Jupiter is 588 million kilometers from the Earth, but it is so big [who / which / that / while] we can see it in the night sky. You need to know [that / what / while / who] you are looking for to see Jupiter because it sometimes looks like a star. In fact, it is the third [bright / brightest / brightens / brighter] object in the night sky. Only the Earth's moon and the planet Venus are [brightest / brighter / bright / brighten].

Jupiter is very different from Earth. While Earth has just one moon, Jupiter has at [last / lest / least / less] 67 moons. Of these, 55 are very small and are [smaller / lower / less / deeper] than five kilometres wide. [A / The / Some / Most] four largest moons of Jupiter have strange names, [gave / given / gives / giving] to them by astronomers hundreds of years ago. They are [calling / call / calls / called] Io, Europa, Ganymede, and Callisto. They are collectively called the Galilean moons, because they were [discovering / discovered / discover / discovers] by the Italian astronomer Galileo in the seventeenth century. Ganymede is the [large / larger / largest / largely] moon in the Solar System.

Jupiter is the third brightest object in the night sky, after the Moon and Venus. This means people have always [was / been / are / is] able to see it from Earth. The first person known to [real / reality / really / realism] study the planet was Galileo in 1610. He [be / was / did / does]the first person to see Jupiter's moons Io, Europa, Ganymede and Callisto. This was because he [uses / used / using / use] a telescope, unlike anyone before him.

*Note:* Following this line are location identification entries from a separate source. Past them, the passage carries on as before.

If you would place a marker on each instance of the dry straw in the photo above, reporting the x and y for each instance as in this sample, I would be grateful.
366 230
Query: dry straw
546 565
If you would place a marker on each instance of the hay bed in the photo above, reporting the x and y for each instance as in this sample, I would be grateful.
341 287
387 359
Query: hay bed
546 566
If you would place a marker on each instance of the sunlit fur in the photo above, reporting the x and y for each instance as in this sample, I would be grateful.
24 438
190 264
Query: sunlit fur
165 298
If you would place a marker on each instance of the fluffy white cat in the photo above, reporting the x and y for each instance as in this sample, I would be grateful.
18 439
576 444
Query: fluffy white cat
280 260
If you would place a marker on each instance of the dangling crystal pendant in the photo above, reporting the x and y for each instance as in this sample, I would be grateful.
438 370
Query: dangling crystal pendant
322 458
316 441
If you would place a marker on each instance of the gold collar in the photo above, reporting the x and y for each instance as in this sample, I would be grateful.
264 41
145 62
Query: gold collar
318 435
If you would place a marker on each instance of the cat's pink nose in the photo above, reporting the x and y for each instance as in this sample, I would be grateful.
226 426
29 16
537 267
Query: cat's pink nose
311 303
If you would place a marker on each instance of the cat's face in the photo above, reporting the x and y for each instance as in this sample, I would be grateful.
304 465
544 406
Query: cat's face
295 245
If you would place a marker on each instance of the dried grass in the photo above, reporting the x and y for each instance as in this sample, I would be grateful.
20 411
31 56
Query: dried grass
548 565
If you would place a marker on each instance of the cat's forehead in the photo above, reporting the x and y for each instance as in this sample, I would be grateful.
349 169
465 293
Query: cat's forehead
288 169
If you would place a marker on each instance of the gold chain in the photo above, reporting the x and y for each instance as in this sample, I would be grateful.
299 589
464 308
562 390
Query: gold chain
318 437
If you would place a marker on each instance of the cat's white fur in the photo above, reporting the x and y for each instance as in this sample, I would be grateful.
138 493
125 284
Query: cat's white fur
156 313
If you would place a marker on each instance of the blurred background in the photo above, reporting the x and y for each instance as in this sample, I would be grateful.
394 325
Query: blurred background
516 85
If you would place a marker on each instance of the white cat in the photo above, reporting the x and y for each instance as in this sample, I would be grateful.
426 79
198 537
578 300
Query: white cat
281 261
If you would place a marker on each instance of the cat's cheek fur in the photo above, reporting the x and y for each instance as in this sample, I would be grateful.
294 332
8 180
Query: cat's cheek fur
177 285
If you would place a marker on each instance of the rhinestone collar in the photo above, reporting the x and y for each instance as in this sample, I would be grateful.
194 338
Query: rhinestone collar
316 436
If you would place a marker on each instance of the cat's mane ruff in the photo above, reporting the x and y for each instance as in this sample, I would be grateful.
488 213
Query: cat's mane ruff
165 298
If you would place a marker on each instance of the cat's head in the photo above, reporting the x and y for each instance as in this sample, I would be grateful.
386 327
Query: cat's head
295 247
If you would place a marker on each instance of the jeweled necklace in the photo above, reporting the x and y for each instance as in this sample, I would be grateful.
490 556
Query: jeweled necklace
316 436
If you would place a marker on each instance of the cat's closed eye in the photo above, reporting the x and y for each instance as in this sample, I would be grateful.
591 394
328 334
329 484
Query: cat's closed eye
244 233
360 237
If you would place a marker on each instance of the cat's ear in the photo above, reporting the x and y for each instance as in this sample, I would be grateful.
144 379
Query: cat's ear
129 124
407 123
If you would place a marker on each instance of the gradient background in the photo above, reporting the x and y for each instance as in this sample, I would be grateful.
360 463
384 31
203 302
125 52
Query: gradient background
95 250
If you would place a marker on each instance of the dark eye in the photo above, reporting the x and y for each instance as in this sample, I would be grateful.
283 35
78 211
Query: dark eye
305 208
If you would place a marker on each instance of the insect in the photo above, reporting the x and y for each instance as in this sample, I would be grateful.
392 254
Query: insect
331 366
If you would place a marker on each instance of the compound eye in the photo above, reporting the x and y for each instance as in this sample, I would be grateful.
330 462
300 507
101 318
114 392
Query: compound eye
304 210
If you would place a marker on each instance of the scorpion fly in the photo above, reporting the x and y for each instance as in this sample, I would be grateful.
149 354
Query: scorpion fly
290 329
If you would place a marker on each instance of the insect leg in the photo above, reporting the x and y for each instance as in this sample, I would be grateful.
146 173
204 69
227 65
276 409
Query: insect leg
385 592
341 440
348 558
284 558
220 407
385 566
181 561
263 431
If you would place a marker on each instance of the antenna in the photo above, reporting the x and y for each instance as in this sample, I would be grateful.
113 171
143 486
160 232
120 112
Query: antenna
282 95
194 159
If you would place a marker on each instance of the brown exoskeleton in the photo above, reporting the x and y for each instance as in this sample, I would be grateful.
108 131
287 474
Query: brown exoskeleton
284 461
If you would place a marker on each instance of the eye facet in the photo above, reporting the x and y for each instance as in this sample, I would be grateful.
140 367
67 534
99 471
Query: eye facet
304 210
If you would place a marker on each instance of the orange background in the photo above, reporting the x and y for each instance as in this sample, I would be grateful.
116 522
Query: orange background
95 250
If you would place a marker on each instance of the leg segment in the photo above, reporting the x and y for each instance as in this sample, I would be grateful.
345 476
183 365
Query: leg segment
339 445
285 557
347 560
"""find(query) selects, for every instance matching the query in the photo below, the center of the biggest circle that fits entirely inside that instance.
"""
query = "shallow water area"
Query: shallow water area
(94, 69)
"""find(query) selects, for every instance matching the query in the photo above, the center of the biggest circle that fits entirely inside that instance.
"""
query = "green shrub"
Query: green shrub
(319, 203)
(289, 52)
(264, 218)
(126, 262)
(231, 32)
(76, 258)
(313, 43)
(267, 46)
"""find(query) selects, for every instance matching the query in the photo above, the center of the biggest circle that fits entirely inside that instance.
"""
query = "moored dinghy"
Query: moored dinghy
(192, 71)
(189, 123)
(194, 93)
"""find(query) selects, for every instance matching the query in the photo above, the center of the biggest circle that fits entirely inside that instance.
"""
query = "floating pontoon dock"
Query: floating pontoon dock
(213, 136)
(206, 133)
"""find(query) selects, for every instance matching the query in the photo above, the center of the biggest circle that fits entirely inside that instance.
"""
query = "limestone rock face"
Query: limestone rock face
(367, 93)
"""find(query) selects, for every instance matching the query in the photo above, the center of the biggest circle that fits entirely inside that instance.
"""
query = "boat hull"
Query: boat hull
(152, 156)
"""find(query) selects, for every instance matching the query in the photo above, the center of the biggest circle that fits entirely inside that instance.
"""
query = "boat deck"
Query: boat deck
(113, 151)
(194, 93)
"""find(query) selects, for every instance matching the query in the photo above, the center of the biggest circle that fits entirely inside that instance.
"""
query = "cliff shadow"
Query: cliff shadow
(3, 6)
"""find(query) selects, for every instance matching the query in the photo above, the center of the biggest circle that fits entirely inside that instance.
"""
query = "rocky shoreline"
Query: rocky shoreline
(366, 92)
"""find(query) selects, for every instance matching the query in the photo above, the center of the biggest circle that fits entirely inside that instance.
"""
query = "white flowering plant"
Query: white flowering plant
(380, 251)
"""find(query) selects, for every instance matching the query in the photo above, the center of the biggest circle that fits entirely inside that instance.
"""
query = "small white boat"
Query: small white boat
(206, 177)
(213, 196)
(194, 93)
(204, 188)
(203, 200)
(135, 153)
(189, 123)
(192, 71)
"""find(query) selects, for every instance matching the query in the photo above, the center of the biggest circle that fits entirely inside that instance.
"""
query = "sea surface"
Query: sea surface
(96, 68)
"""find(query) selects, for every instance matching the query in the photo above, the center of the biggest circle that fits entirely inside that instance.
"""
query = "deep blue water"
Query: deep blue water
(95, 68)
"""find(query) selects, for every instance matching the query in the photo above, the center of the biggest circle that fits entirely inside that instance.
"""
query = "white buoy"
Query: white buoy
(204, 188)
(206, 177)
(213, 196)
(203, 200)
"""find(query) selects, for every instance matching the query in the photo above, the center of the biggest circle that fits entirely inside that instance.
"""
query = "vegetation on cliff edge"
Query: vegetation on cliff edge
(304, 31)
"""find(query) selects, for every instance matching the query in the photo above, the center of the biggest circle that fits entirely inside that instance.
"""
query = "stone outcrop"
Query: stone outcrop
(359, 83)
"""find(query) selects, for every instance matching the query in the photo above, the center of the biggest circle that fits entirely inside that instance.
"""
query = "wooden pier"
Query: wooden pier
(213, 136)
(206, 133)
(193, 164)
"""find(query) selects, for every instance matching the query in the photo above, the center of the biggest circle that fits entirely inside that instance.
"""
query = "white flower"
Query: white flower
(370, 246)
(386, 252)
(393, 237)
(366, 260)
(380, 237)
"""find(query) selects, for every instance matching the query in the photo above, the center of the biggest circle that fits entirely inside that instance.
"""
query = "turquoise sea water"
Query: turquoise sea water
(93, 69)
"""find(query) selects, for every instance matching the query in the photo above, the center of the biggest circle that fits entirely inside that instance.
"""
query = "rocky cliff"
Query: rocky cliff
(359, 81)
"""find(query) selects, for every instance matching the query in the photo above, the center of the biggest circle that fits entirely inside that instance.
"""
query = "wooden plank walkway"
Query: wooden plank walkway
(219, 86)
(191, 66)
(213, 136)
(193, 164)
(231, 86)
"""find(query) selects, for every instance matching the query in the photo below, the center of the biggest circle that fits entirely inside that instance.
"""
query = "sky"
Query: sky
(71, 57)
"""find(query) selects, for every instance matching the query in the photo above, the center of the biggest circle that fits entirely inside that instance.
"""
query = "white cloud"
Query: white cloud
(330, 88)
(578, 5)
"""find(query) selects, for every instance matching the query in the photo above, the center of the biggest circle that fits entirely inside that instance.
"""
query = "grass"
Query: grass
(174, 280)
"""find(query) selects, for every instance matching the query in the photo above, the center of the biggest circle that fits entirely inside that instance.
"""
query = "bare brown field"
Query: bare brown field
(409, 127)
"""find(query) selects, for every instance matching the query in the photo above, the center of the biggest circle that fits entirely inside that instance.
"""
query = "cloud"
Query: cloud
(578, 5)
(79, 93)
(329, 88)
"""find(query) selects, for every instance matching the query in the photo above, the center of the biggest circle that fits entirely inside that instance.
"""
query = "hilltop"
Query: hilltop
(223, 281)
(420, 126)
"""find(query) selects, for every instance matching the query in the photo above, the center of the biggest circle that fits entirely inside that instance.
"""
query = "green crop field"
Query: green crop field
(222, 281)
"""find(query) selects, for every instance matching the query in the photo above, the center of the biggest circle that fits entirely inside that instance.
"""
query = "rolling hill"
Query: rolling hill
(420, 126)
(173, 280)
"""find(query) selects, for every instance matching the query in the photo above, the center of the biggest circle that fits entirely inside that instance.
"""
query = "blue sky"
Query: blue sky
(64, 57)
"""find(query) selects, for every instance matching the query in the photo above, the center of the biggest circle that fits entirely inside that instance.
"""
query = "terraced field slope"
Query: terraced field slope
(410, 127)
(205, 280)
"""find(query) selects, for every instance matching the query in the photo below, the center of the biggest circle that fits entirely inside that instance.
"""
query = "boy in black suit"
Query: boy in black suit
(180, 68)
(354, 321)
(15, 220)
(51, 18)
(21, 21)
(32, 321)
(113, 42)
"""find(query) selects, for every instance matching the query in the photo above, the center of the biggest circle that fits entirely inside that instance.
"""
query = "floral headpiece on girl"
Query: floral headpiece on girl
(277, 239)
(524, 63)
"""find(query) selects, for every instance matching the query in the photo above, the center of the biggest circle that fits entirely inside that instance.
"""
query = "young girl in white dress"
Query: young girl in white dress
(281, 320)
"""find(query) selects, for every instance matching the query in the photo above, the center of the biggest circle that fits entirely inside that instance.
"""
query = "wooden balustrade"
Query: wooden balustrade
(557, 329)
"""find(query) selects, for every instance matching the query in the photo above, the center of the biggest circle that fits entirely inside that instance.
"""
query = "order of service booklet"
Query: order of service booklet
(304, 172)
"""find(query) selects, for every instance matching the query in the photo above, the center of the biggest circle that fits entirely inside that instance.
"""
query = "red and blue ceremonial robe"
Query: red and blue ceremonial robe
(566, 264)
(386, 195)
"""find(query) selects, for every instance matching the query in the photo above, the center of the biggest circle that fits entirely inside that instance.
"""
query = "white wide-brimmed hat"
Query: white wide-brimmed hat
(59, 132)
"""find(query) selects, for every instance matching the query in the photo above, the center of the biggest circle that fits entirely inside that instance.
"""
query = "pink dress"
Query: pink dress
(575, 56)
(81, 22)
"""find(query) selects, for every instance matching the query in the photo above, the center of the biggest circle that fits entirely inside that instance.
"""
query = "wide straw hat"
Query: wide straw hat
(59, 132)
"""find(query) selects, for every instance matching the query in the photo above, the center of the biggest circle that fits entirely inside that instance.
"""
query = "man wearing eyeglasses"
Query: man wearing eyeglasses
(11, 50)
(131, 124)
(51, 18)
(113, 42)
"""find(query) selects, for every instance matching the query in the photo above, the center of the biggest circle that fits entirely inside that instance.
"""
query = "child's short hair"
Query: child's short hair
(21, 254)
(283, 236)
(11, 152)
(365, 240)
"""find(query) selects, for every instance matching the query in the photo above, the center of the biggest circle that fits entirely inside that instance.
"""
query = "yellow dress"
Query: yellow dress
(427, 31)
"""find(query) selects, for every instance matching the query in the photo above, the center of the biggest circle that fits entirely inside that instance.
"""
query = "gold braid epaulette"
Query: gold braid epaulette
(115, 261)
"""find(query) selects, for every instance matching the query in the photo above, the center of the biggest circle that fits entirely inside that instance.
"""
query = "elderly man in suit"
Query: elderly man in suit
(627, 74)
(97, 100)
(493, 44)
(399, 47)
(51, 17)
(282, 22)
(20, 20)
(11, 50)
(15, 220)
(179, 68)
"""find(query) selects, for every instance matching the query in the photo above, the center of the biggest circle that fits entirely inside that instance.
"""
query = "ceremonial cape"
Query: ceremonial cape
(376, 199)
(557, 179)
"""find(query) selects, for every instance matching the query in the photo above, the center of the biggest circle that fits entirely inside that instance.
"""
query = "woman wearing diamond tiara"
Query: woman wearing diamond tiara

No new moons were discovered for [most / more / many / much] than two hundred years after Galileo. In 1892, the astronomer E.E Barnard [finds / find / found / finding] a new moon using his observatory in California. He called the moon Amalthea. It was the last of Jupiter's 67 moons to be discovered by human observation through a telescope. In 1994, bits of a comet [hits / hitter / hitting / hit] Jupiter. It was the first time a collision or crash between two Solar System objects had been directly [seen / saw / seeing / sees] by people.